Pakistan’s Baluchis Protest Iranian Treatment Of Ethnic Brethren After Border Shootings

Dozens of ethnic Baluch rights activists have staged a protest in Pakistan’s port city of Karachi to condemn the killing of their ethnic brethren by Iranian border guards last month.

The protest comes amid reports of violent unrest and Internet blackouts in Iran’s southeastern Sistan-Baluchistan Province triggered after security forces killed cross-border fuel smugglers.

Human Rights Watch last month said at least 10 people were killed at the Saravan border area near Pakistan on February 22, although the number of dead may be higher.

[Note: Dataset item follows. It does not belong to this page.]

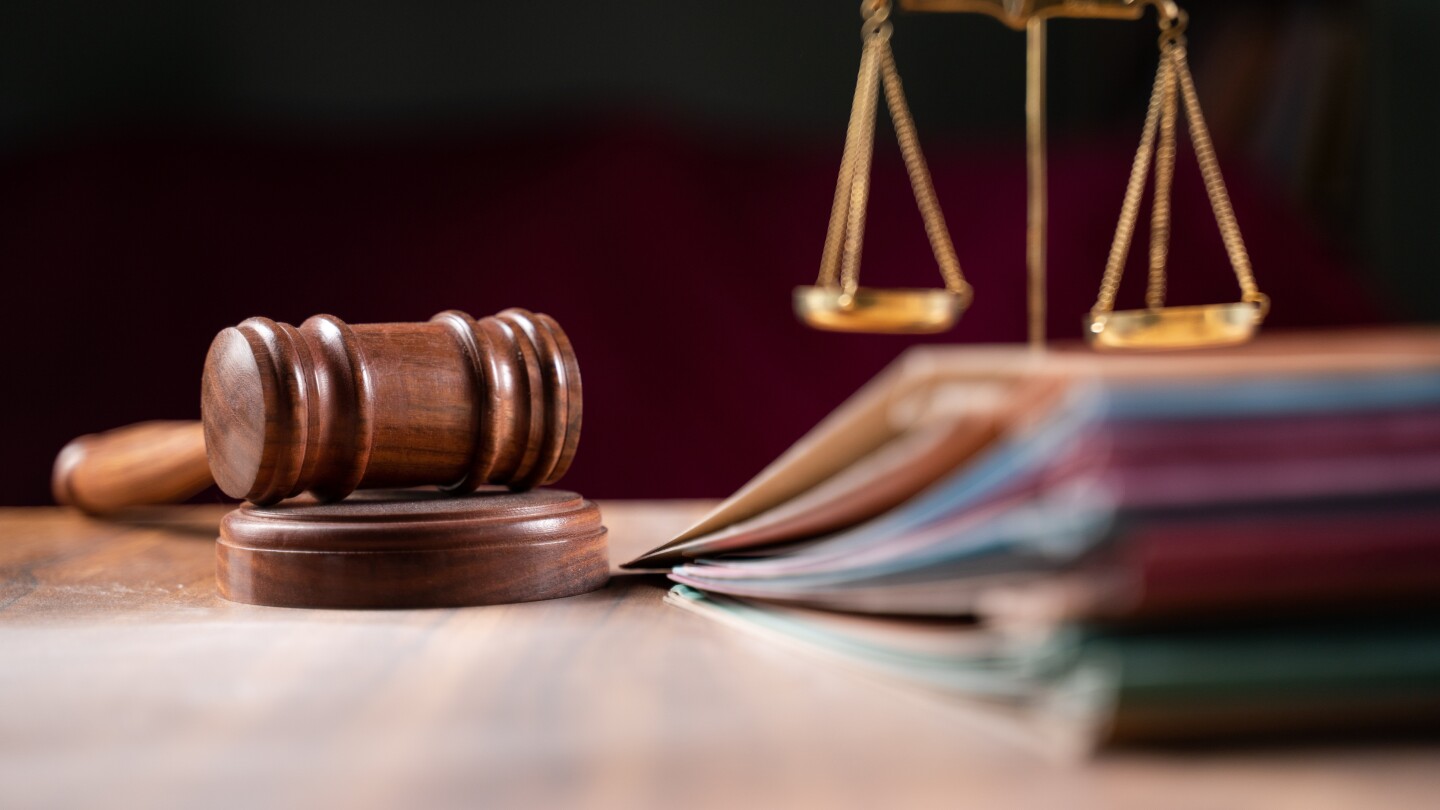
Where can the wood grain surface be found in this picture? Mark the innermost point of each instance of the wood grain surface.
(412, 549)
(159, 461)
(126, 681)
(331, 407)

In the wake of the killings, there have been reports of armed men attacking Iranian government buildings and security forces near the border, prompting a harsh crackdown.

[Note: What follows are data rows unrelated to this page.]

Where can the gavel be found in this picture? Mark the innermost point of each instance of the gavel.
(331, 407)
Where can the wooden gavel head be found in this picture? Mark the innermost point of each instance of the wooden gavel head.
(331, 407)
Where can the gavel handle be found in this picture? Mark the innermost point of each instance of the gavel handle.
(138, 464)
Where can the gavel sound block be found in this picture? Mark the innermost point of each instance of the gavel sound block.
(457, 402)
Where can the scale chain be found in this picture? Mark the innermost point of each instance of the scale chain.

In Karachi, the protesters demanded of the Iranian government stop using violence against smugglers and protesters who have few other means of earning a living in the poverty-stricken region.

They also demanded compensation for those who have been killed and injured.

Sistan-Baluchistan, one of Iran’s poorest provinces, is a volatile area where drug smugglers and militant groups operate along a porous border with Pakistan, which also faces an ethnic Baluch separatist insurgency and a brutal state crackdown that has killed thousands of people since 2004.